Renzi fa bene a ribellarsi alla melina

Giocano col fuoco, al Nazareno. Solo che poi ci scottiamo tutti.
Il furibondo articolo di Giorgio Tonini che pubblichiamo su Europa e la nervosa newsletter di Matteo Renzi segnalano il raggiungimento del punto critico dentro al Pd.

Per una volta Renzi non ha un po’ ragione e un po’ torto.
Ha solo ragione.
Lasciamo perdere il fatto, evidente, che la sfuriata sia maturata a freddo dopo i segnali negativi arrivati dal mondo che per il sindaco di Firenze (ma non solo per lui) conta di più: i media mainstream. Ha avuto un peso, l’editoriale del Corriere della Sera nel quale si invitava Renzi a lasciar perdere la battaglia per la conquista di un partito irriformabile. Una volta digerita la faticosa prospettiva di dover passare dalla rifondazione del Pd per poter aspirare a cambiare l’Italia, Renzi soffre se gli si dice che si è ormai invischiato nei bizantinismi di Roma.

Non è difficile capire che cosa stia accadendo intorno al tema dei tempi e delle regole del congresso.
Divisi fra loro e incapaci di esprimere una candidatura forte e credibile per la leadership nel modo in cui essa venne intesa sia per Veltroni che per Franceschini e Bersani (cioè guida del partito e front-runner per il governo del paese), i pezzi sparsi del disciolto patto di sindacato bersaniano cercano di riproporre per il Pd un modello simile alla Dc più antica: per quanto si trattasse di un vero partito-stato, l’ossessione di impedire l’emergere di personalità troppo forti imponeva il bilanciamento fra chi andava a occupare il governo e chi rimaneva a gestire il partito.
Ex popolari (testimoni diretti dell’epoca) ed ex diessini (osservatori con invidia) pensano di ripristinare quel modello per limitare i danni dell’inevitabilità di Renzi, che continuano a ritenere alieno perché nel tempo (anche recente) hanno avuto prova della sua fondamentale irriducibilità alle alleanze (che può essere un limite, ma fin qui è stata la sua forza).

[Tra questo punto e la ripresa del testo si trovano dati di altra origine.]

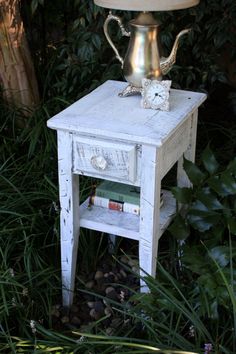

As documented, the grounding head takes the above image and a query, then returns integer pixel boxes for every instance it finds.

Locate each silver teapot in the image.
[104,12,190,96]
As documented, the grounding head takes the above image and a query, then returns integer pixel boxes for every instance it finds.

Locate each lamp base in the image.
[118,85,142,97]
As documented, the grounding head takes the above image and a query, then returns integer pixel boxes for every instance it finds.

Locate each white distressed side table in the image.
[48,81,206,307]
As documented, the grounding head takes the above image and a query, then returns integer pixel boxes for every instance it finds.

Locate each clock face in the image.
[146,85,167,108]
[141,79,171,111]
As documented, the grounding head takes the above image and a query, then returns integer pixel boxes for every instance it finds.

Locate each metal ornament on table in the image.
[141,79,171,111]
[94,0,200,97]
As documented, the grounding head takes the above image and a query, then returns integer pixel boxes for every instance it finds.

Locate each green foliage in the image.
[19,0,236,100]
[170,147,236,338]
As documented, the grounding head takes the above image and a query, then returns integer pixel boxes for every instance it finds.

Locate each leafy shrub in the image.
[170,147,236,350]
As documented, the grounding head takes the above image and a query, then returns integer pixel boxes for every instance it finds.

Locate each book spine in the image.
[96,187,140,205]
[90,195,123,211]
[90,195,140,215]
[123,203,140,215]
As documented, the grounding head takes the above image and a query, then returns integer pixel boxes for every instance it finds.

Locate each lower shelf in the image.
[80,190,176,240]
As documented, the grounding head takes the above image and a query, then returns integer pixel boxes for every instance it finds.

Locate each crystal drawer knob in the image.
[90,156,108,171]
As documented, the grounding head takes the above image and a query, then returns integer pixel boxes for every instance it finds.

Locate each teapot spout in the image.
[160,28,191,75]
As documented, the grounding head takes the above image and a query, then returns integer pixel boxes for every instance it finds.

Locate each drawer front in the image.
[161,119,191,178]
[73,137,137,183]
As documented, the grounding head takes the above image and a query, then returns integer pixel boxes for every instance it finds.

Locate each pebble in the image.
[94,301,104,313]
[120,269,127,278]
[71,316,81,326]
[132,266,139,275]
[105,286,115,295]
[128,259,138,268]
[61,316,70,323]
[106,327,114,336]
[70,304,79,313]
[120,256,129,264]
[111,318,121,329]
[89,309,103,321]
[94,270,104,280]
[51,308,61,318]
[87,301,95,309]
[104,307,112,316]
[107,289,118,301]
[85,280,95,289]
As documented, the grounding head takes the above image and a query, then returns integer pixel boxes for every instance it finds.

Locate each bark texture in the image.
[0,0,39,108]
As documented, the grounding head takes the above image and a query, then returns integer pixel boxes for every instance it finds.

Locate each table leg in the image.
[139,146,161,292]
[58,131,79,307]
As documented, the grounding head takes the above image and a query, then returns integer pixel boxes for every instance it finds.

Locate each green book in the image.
[95,181,140,205]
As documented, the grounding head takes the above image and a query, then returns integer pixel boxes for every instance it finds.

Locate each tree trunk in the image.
[0,0,39,108]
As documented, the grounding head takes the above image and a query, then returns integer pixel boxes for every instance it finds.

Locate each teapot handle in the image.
[103,11,130,67]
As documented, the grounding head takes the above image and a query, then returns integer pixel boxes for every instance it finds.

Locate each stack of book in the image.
[90,181,163,215]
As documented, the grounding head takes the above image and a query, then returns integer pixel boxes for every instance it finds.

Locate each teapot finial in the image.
[160,28,191,75]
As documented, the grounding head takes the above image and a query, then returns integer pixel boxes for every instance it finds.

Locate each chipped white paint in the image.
[48,81,206,306]
[73,137,137,183]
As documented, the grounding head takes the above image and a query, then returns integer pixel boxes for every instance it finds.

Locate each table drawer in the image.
[73,137,137,183]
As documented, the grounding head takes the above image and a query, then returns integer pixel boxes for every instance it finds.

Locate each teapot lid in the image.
[94,0,200,11]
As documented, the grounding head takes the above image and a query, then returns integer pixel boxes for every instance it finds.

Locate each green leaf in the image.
[228,217,236,235]
[168,215,190,240]
[227,158,236,174]
[209,246,229,267]
[171,187,192,204]
[31,0,39,14]
[208,173,236,197]
[184,159,205,185]
[202,146,219,175]
[187,201,221,232]
[196,187,224,210]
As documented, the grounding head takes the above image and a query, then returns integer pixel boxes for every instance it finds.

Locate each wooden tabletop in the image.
[47,80,206,146]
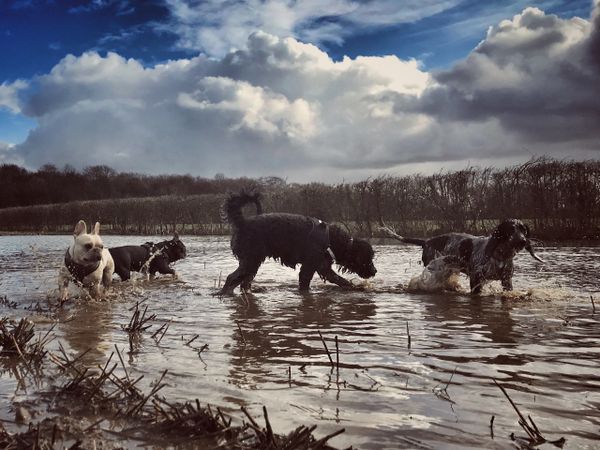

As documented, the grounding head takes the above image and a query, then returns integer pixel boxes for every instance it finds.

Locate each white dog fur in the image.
[58,220,115,301]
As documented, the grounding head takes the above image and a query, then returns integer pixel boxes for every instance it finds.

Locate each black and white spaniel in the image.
[382,219,544,294]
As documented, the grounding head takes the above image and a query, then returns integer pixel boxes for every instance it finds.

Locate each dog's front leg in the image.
[58,269,69,302]
[298,265,316,292]
[318,266,352,288]
[500,275,513,291]
[469,273,485,295]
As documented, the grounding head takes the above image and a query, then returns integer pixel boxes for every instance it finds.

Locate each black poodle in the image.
[219,191,377,295]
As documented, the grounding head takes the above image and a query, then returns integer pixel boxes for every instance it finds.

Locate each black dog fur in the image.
[108,233,186,281]
[388,219,543,294]
[219,191,377,295]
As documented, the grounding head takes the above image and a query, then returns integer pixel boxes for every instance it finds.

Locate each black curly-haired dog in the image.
[218,191,377,295]
[383,219,544,294]
[108,233,186,281]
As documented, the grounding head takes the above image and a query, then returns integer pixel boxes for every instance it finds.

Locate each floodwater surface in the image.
[0,236,600,449]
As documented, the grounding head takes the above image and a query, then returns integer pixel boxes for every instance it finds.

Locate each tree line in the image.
[0,158,600,240]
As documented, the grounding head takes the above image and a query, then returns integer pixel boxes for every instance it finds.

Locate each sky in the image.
[0,0,600,182]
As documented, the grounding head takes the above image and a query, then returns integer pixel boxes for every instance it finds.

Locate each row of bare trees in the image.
[0,158,600,239]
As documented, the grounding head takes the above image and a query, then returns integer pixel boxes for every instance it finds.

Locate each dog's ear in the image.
[91,222,100,234]
[73,220,87,237]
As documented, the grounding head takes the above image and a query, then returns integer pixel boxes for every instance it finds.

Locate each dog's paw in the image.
[210,289,234,297]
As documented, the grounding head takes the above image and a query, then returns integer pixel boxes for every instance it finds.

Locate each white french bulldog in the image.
[58,220,115,301]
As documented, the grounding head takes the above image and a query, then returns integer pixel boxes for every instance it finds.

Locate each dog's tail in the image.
[223,190,262,228]
[379,224,427,247]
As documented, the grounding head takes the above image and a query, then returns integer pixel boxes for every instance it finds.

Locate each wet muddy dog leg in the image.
[219,261,260,295]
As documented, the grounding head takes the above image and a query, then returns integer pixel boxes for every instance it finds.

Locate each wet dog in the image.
[218,192,377,295]
[58,220,114,301]
[108,233,186,281]
[407,256,463,292]
[383,219,544,294]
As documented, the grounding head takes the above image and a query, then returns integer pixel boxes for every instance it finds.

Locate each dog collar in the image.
[65,249,100,283]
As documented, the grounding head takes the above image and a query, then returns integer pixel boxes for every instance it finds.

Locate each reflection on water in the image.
[0,236,600,449]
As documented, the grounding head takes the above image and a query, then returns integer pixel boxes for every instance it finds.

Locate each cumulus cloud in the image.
[0,141,23,165]
[7,2,600,181]
[414,8,600,148]
[0,80,28,114]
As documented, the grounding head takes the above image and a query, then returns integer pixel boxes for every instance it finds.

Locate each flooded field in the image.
[0,236,600,449]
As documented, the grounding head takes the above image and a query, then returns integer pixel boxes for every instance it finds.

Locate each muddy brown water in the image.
[0,236,600,449]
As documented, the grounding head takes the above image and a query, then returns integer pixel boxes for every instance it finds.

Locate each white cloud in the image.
[414,8,600,148]
[0,80,28,114]
[0,141,23,165]
[7,2,600,181]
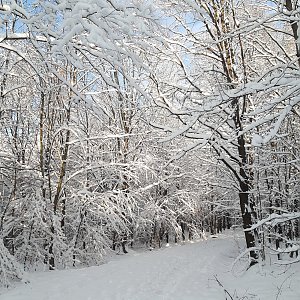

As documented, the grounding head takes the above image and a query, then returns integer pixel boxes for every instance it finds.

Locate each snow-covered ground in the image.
[0,233,300,300]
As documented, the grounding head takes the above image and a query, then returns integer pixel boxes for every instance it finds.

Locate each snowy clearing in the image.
[0,234,300,300]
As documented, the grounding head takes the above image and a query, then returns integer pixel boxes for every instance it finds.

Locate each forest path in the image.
[0,234,300,300]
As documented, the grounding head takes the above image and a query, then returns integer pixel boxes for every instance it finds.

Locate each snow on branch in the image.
[244,212,300,231]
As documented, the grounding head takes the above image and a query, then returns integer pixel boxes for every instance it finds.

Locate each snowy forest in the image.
[0,0,300,299]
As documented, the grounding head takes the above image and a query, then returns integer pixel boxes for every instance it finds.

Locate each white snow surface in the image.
[0,232,300,300]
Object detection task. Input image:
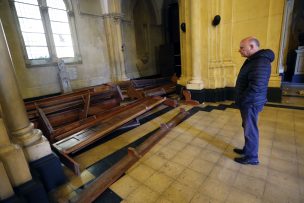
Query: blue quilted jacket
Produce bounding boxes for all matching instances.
[235,49,274,108]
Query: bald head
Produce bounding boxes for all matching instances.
[239,36,260,58]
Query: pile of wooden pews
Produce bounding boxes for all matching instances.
[26,84,166,175]
[127,77,176,99]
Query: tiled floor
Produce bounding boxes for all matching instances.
[111,104,304,203]
[55,104,304,203]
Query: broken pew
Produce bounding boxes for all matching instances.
[76,109,188,203]
[52,97,166,175]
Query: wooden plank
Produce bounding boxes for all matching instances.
[60,99,165,154]
[55,98,151,141]
[76,110,188,203]
[53,148,81,176]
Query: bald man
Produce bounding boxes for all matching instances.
[233,37,274,165]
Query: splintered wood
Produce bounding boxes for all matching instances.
[76,109,188,203]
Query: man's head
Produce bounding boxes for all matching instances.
[239,37,260,58]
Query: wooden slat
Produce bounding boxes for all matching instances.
[55,96,165,154]
[76,110,188,203]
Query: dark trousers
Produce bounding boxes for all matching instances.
[240,105,264,161]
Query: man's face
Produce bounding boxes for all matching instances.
[239,41,252,58]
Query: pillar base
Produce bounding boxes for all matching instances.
[29,153,67,192]
[186,81,204,90]
[11,123,42,146]
[14,180,49,203]
[0,144,32,187]
[0,161,14,201]
[23,136,52,162]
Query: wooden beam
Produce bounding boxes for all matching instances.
[76,109,188,203]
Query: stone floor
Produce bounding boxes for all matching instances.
[53,104,304,203]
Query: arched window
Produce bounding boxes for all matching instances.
[13,0,80,65]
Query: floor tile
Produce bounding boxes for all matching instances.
[199,177,232,201]
[226,189,262,203]
[162,182,194,203]
[110,175,141,199]
[145,172,175,194]
[126,185,160,203]
[189,158,215,175]
[126,164,156,183]
[159,161,186,179]
[144,154,168,170]
[191,192,224,203]
[177,168,207,190]
[234,173,265,197]
[209,166,238,185]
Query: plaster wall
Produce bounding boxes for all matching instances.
[0,0,110,98]
[0,0,164,98]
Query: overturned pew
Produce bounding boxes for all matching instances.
[26,84,123,143]
[75,109,188,203]
[52,97,166,175]
[127,78,176,99]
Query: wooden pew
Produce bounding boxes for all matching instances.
[52,97,166,175]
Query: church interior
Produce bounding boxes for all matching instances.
[0,0,304,203]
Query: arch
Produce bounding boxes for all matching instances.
[126,0,162,25]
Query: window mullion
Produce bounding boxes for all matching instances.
[40,0,57,62]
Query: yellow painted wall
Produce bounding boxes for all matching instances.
[179,0,285,89]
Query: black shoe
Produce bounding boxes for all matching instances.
[234,156,259,165]
[233,148,244,154]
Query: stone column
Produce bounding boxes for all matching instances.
[0,19,52,161]
[100,0,129,81]
[104,13,129,81]
[187,0,207,90]
[0,118,32,187]
[0,161,14,201]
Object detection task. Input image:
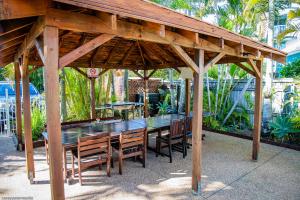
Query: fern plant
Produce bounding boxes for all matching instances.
[270,116,299,141]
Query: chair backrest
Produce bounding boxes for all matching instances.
[120,128,147,149]
[170,119,184,137]
[78,132,110,157]
[184,116,193,133]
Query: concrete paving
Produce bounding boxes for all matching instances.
[0,132,300,200]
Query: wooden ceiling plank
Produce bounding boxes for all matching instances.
[59,34,115,68]
[248,59,260,77]
[171,44,199,73]
[121,43,136,65]
[204,52,225,72]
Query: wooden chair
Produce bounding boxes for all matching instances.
[184,116,193,147]
[156,119,187,163]
[72,133,111,185]
[184,116,205,148]
[114,128,147,174]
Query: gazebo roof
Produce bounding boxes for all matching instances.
[0,0,286,69]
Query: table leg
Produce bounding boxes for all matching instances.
[63,147,68,181]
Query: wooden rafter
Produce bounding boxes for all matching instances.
[34,38,45,64]
[171,44,199,73]
[90,47,100,67]
[140,42,164,64]
[0,22,34,36]
[204,52,225,72]
[15,16,45,60]
[98,69,108,77]
[248,59,261,77]
[59,34,114,68]
[72,67,90,79]
[151,43,177,63]
[131,70,144,79]
[147,69,157,79]
[105,43,120,65]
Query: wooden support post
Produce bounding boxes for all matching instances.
[185,79,191,116]
[192,50,204,195]
[44,26,65,200]
[144,70,148,118]
[22,50,35,183]
[90,78,96,119]
[252,60,263,160]
[14,62,23,151]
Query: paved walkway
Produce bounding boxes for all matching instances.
[0,132,300,200]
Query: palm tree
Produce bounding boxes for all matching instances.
[277,5,300,43]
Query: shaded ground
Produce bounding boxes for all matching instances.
[0,132,300,200]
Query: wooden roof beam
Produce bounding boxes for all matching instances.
[171,44,199,73]
[0,33,26,46]
[0,38,23,52]
[0,0,47,20]
[143,21,166,37]
[15,16,45,60]
[46,9,284,63]
[204,52,225,72]
[59,34,115,68]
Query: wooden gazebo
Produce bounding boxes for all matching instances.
[0,0,286,199]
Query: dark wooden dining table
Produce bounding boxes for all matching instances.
[42,114,184,180]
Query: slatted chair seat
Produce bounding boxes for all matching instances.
[72,133,111,184]
[114,128,147,174]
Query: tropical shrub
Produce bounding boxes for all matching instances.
[157,93,171,115]
[280,59,300,79]
[31,106,46,141]
[269,116,300,142]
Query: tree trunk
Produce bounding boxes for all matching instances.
[215,65,221,118]
[168,69,175,110]
[178,79,185,112]
[263,0,275,121]
[206,72,211,114]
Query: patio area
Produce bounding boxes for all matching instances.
[0,131,300,200]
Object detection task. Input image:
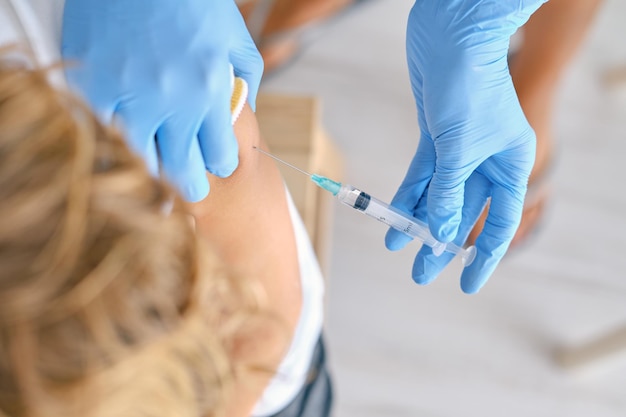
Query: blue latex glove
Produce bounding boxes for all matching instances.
[385,0,544,293]
[62,0,263,201]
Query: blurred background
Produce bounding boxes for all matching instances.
[262,0,626,417]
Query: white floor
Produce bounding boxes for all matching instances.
[264,0,626,417]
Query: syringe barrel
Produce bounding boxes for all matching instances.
[336,184,476,266]
[337,184,446,253]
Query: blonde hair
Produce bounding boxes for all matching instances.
[0,59,268,417]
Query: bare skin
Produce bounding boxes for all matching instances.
[191,105,302,417]
[468,0,602,246]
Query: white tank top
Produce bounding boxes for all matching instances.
[0,0,324,417]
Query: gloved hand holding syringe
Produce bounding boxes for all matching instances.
[255,147,476,266]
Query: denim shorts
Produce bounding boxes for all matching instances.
[271,336,333,417]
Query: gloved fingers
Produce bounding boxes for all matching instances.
[198,63,239,178]
[156,115,209,202]
[385,135,435,251]
[111,103,159,177]
[461,185,525,294]
[428,157,473,242]
[65,64,117,125]
[230,20,264,111]
[412,173,491,285]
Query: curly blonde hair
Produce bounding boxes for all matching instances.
[0,59,262,417]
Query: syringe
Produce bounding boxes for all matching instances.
[254,147,476,266]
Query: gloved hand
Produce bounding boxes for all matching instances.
[62,0,263,201]
[385,0,545,293]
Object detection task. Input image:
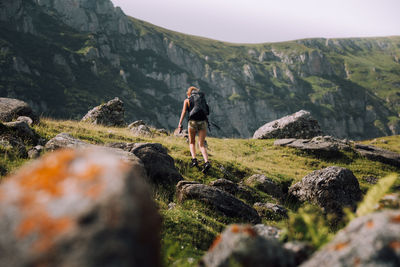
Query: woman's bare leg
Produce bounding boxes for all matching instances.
[188,128,196,159]
[199,129,208,162]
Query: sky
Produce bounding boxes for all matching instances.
[111,0,400,43]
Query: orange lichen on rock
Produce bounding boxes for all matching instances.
[333,241,350,251]
[366,220,375,229]
[208,234,222,251]
[19,150,76,196]
[389,241,400,251]
[390,214,400,223]
[16,212,73,252]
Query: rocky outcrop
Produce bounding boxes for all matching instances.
[253,110,322,139]
[355,144,400,167]
[0,149,161,266]
[0,97,39,123]
[301,210,400,267]
[274,136,353,156]
[82,97,125,126]
[176,181,261,224]
[289,166,361,215]
[244,174,283,198]
[199,225,295,267]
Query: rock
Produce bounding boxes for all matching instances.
[253,110,322,139]
[210,179,239,195]
[289,166,361,215]
[0,149,161,266]
[28,146,44,159]
[254,202,288,220]
[274,136,352,156]
[253,224,282,240]
[82,97,125,126]
[355,144,400,167]
[0,97,39,123]
[245,174,283,198]
[17,116,33,126]
[283,241,314,266]
[176,181,261,223]
[199,225,295,267]
[45,133,143,164]
[130,125,153,137]
[130,143,183,185]
[301,210,400,267]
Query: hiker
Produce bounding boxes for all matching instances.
[178,86,211,173]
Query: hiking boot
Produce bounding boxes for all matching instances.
[201,161,211,174]
[190,158,199,168]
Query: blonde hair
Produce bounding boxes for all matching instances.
[186,86,200,97]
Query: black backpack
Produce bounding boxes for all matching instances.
[189,92,210,121]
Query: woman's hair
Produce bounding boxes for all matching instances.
[186,86,200,96]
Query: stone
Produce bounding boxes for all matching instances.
[301,210,400,267]
[289,166,361,215]
[253,223,282,240]
[245,174,283,198]
[176,181,261,224]
[82,97,125,126]
[45,133,143,164]
[0,149,161,266]
[253,110,322,139]
[355,144,400,167]
[210,179,239,195]
[28,145,44,159]
[199,224,296,267]
[283,241,314,266]
[130,143,183,186]
[0,97,39,123]
[253,202,288,220]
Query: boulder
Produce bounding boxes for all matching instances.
[254,202,288,220]
[176,181,261,224]
[0,149,161,266]
[274,136,352,155]
[199,225,296,267]
[301,210,400,267]
[130,143,183,185]
[245,174,283,198]
[289,166,361,215]
[82,97,125,126]
[45,133,143,164]
[210,179,239,195]
[355,144,400,168]
[0,97,39,123]
[253,224,282,240]
[253,110,322,139]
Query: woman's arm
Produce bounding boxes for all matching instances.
[178,99,189,131]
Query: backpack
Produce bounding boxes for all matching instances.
[189,92,210,121]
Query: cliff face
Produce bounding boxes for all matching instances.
[0,0,400,139]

Accettiamo che Renzi ci faccia vincere le elezioni, ma se riusciamo a non fargli metter mano al partito possiamo sperare che prima o poi il fenomeno si depotenzi.
Il ricompattamento della sinistra, la necessità di tutelare il governo Letta, la distinzione fra le cariche: tutti argomenti in sé sensati ma alla fine fittizi, artificiosi, sollevati per prendere tempo e fare melina su primarie che hanno un solo vincitore designato.
Si pensi solo alla tesi secondo la quale in un sistema ormai non più bipolare non si potrà pretendere di avere il proprio segretario di partito come candidato alla guida del governo. Osservazione acuta, che però si preferì ignorare solo otto mesi fa, quando già si sapeva che il Pd pur vincendo avrebbe potuto governare allargando la coalizione oltre il centrosinistra. Eppure il candidato per palazzo Chigi rimase Bersani, riconfermato nel ruolo (dallo stesso famoso patto di sindacato) perfino dopo aver perduto le elezioni. Doppio standard?
Non c’è da stupirsi che poi Matteo perda la pazienza.